Method ImportText
ImportText(string, TextChunking, string, string, CancellationToken)
Imports text data into a specified DataSource object, creating a new or updating an existing Section entry.
public DataSource ImportText(string data, TextChunking textChunking, string dataSourceIdentifier, string sectionIdentifier = "default", CancellationToken cancellationToken = default)
Parameters
data
stringThe textual data to be imported.
textChunking
TextChunkingA TextChunking object specifying how text is chunked.
dataSourceIdentifier
stringThe unique identifier for the DataSource. If it matches an existing DataSource, the data is added as a new section. Otherwise, a new DataSource is created.
sectionIdentifier
stringOptional. The new Section's identifier. Defaults to 'default'.
cancellationToken
CancellationTokenOptional. A CancellationToken to cancel the operation.
Returns
- DataSource
The DataSource object into which the data has been imported.
Examples
using LMKit.Data;
using LMKit.Model;
using LMKit.Retrieval;
using System;
class Example
{
static void Main()
{
LM embeddingModel = new LM(new Uri("https://example-model-uri.com"));
RagEngine ragEngine = new RagEngine(embeddingModel);
string textData = "Lorem ipsum dolor sit amet, consectetur adipiscing elit.";
DataSource dataSource = ragEngine.ImportText(
data: textData,
textChunking: new TextChunking() { MaxChunkSize = 200 },
dataSourceIdentifier: "latinData",
sectionIdentifier: "introduction"
);
Console.WriteLine($"Data imported into source: {dataSource.Identifier}");
}
}
Exceptions
- ArgumentNullException
Thrown if 'data' or 'dataSourceIdentifier' is null or empty.

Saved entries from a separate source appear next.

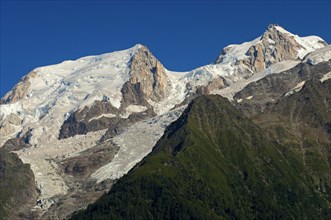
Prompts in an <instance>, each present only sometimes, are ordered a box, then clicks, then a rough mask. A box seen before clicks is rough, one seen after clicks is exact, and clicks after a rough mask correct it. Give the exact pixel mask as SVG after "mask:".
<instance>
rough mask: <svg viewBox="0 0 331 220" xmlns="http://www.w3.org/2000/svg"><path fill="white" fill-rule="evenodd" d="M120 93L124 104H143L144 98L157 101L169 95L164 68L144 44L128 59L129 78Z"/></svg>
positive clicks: (138, 104)
mask: <svg viewBox="0 0 331 220" xmlns="http://www.w3.org/2000/svg"><path fill="white" fill-rule="evenodd" d="M129 87H130V88H132V89H129ZM132 90H133V91H132ZM122 93H123V96H124V99H123V101H124V103H125V104H126V103H128V104H138V105H140V104H145V103H144V101H143V100H144V99H145V100H152V101H154V102H159V101H161V100H162V99H164V98H165V97H166V96H168V95H169V94H168V76H167V73H166V71H165V68H164V67H163V65H162V64H161V63H160V61H158V60H157V59H156V58H155V57H154V56H153V54H152V53H151V52H150V51H149V50H148V49H147V48H146V47H145V46H142V47H140V48H139V49H138V51H137V52H136V53H135V55H134V56H133V57H132V59H131V61H130V79H129V80H128V82H127V83H126V84H125V85H124V86H123V88H122ZM141 98H142V100H141ZM124 103H123V104H124ZM125 104H124V105H125Z"/></svg>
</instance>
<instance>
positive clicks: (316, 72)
mask: <svg viewBox="0 0 331 220" xmlns="http://www.w3.org/2000/svg"><path fill="white" fill-rule="evenodd" d="M330 70H331V61H328V62H321V63H319V64H317V65H310V64H308V63H300V64H299V65H297V66H295V67H293V68H291V69H289V70H287V71H284V72H282V73H279V74H272V75H269V76H266V77H264V78H262V79H260V80H258V81H256V82H252V83H250V84H248V85H247V86H246V87H245V88H243V89H242V90H241V91H239V92H238V93H236V94H235V96H234V99H235V101H236V102H237V103H236V105H237V107H238V108H240V109H241V110H242V111H243V112H245V114H246V115H247V116H252V115H257V114H260V113H261V112H263V111H264V110H265V109H266V108H268V107H269V106H272V104H274V103H276V102H277V101H278V100H279V99H280V98H281V97H282V96H287V95H290V94H291V93H293V92H294V89H295V88H296V87H297V89H296V90H300V85H301V84H302V85H304V83H305V81H307V80H309V79H312V78H317V79H319V78H321V77H322V76H323V75H325V74H327V73H328V72H330ZM302 85H301V87H302Z"/></svg>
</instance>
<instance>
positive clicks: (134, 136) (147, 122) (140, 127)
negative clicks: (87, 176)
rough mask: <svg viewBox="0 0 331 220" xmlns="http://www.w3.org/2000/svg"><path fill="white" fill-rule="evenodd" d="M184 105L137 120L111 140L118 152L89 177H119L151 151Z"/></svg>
mask: <svg viewBox="0 0 331 220" xmlns="http://www.w3.org/2000/svg"><path fill="white" fill-rule="evenodd" d="M185 108H186V106H182V107H179V108H177V109H175V110H172V111H169V112H167V113H164V114H162V115H159V116H156V117H154V118H151V119H148V120H145V121H142V122H138V123H136V124H134V125H132V126H131V127H129V128H128V129H126V130H125V131H124V132H123V133H122V134H120V135H118V136H116V137H114V138H113V139H111V141H112V142H113V143H114V144H115V145H118V146H120V150H119V152H118V153H117V154H116V156H115V157H114V158H113V160H112V161H111V162H110V163H108V164H107V165H105V166H103V167H101V168H99V169H98V170H97V171H95V172H94V173H93V174H92V175H91V177H92V178H94V179H96V180H97V182H98V183H100V182H102V181H104V180H106V179H112V180H115V179H119V178H121V177H122V176H123V175H124V174H126V173H127V172H128V171H129V170H130V169H131V168H132V167H133V166H134V165H136V164H137V163H138V162H140V161H141V160H142V159H143V158H144V157H145V156H146V155H147V154H149V153H150V152H151V151H152V148H153V146H154V145H155V144H156V142H157V141H158V140H159V139H160V138H161V136H162V135H163V133H164V130H165V128H166V127H167V126H168V125H169V124H170V123H171V122H173V121H175V120H176V119H177V118H178V117H179V116H180V115H181V113H182V112H183V111H184V109H185Z"/></svg>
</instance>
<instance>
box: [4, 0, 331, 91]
mask: <svg viewBox="0 0 331 220" xmlns="http://www.w3.org/2000/svg"><path fill="white" fill-rule="evenodd" d="M0 1H1V79H0V97H2V96H3V95H4V93H5V92H7V91H8V90H10V89H11V88H12V87H13V86H14V85H15V84H16V83H17V82H18V80H19V79H20V78H21V77H22V76H24V75H25V74H27V73H28V72H29V71H31V70H32V69H34V68H36V67H39V66H44V65H50V64H55V63H59V62H61V61H63V60H67V59H77V58H79V57H82V56H87V55H96V54H102V53H107V52H112V51H114V50H122V49H127V48H129V47H132V46H134V45H135V44H137V43H141V44H144V45H146V46H147V47H148V48H149V49H150V50H151V51H152V53H153V54H154V55H155V56H156V57H157V58H158V59H159V60H160V61H161V62H162V63H163V64H164V65H165V67H166V68H168V69H170V70H177V71H185V70H191V69H193V68H196V67H198V66H202V65H205V64H208V63H211V62H213V61H214V60H215V58H216V57H217V55H218V54H219V53H220V52H221V50H222V48H223V47H225V46H226V45H228V44H232V43H242V42H244V41H250V40H252V39H254V38H256V37H257V36H259V35H261V34H262V33H263V32H264V31H265V29H266V28H267V26H268V24H270V23H277V24H279V25H281V26H283V27H284V28H285V29H287V30H288V31H290V32H292V33H295V34H298V35H299V36H305V35H318V36H320V37H322V38H323V39H324V40H326V41H327V42H328V43H330V29H331V24H330V20H331V18H330V14H331V5H330V0H324V1H318V0H316V1H313V0H312V1H307V0H302V1H295V0H287V1H285V0H284V1H270V0H269V1H268V0H267V1H162V2H157V1H139V2H138V1H69V2H68V1H42V2H41V1H8V0H7V1H6V0H5V1H4V0H0Z"/></svg>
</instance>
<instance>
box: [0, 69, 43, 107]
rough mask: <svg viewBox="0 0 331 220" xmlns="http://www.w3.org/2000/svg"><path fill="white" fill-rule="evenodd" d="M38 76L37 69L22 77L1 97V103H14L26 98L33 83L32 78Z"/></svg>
mask: <svg viewBox="0 0 331 220" xmlns="http://www.w3.org/2000/svg"><path fill="white" fill-rule="evenodd" d="M36 76H37V73H36V72H35V71H31V72H30V73H29V74H27V75H26V76H24V77H23V78H22V79H20V81H19V82H18V83H17V84H16V85H15V87H14V88H13V89H12V90H10V91H9V92H8V93H7V94H6V95H4V97H2V98H1V99H0V104H8V103H14V102H17V101H19V100H21V99H23V98H25V97H26V96H27V94H28V90H29V88H30V85H31V83H30V79H31V78H35V77H36Z"/></svg>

- OperationCanceledException
Thrown if the operation is canceled.
ImportText(IList<string>, TextChunking, string, IList<string>, CancellationToken)

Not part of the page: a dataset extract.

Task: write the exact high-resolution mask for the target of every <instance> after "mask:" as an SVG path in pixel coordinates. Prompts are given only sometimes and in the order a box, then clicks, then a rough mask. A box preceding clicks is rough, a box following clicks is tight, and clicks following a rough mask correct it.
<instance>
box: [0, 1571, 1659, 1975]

Imports an array of text data into a specified DataSource object, dynamically creating new Section entries for each item.
public DataSource ImportText(IList<string> data, TextChunking textChunking, string dataSourceIdentifier, IList<string> sectionIdentifiers, CancellationToken cancellationToken = default)
Parameters
data
IList<string>An array of text strings to be imported. Each string can represent a "page" of data.
textChunking
TextChunkingA TextChunking object specifying how text is chunked.
dataSourceIdentifier
stringA unique identifier for the DataSource. If it matches an existing DataSource, new sections are added to it; otherwise, a new one is created.
sectionIdentifiers
IList<string>A list of identifiers for the new Sections. The length must match the length of 'data'.
cancellationToken
CancellationTokenOptional. A CancellationToken to cancel the operation.
Returns
- DataSource
The updated or newly created DataSource.
Examples
using LMKit.Data;
using LMKit.Model;
using LMKit.Retrieval;
using System;
using System.Collections.Generic;
class Example
{
static void Main()
{
LM embeddingModel = new LM(new Uri("https://example-model-uri.com"));
RagEngine ragEngine = new RagEngine(embeddingModel);
var pages = new List<string>
{
"Page 1: Introduction to RAG systems.",
"Page 2: Advanced RAG techniques."
};
var sectionIds = new List<string> { "chapter1", "chapter2" };
DataSource ds = ragEngine.ImportText(
data: pages,
textChunking: new TextChunking() { MaxChunkSize = 300 },
dataSourceIdentifier: "ragBook",
sectionIdentifiers: sectionIds
);
Console.WriteLine($"Imported {pages.Count} pages into DataSource: {ds.Identifier}");
}
}
Exceptions
- ArgumentNullException
Thrown if 'data' or 'dataSourceIdentifier' is null or empty.
- ArgumentOutOfRangeException
Thrown if 'sectionIdentifiers' has more identifiers than 'data' has pages, or if it has duplicates.
- OperationCanceledException
Thrown if the operation is canceled.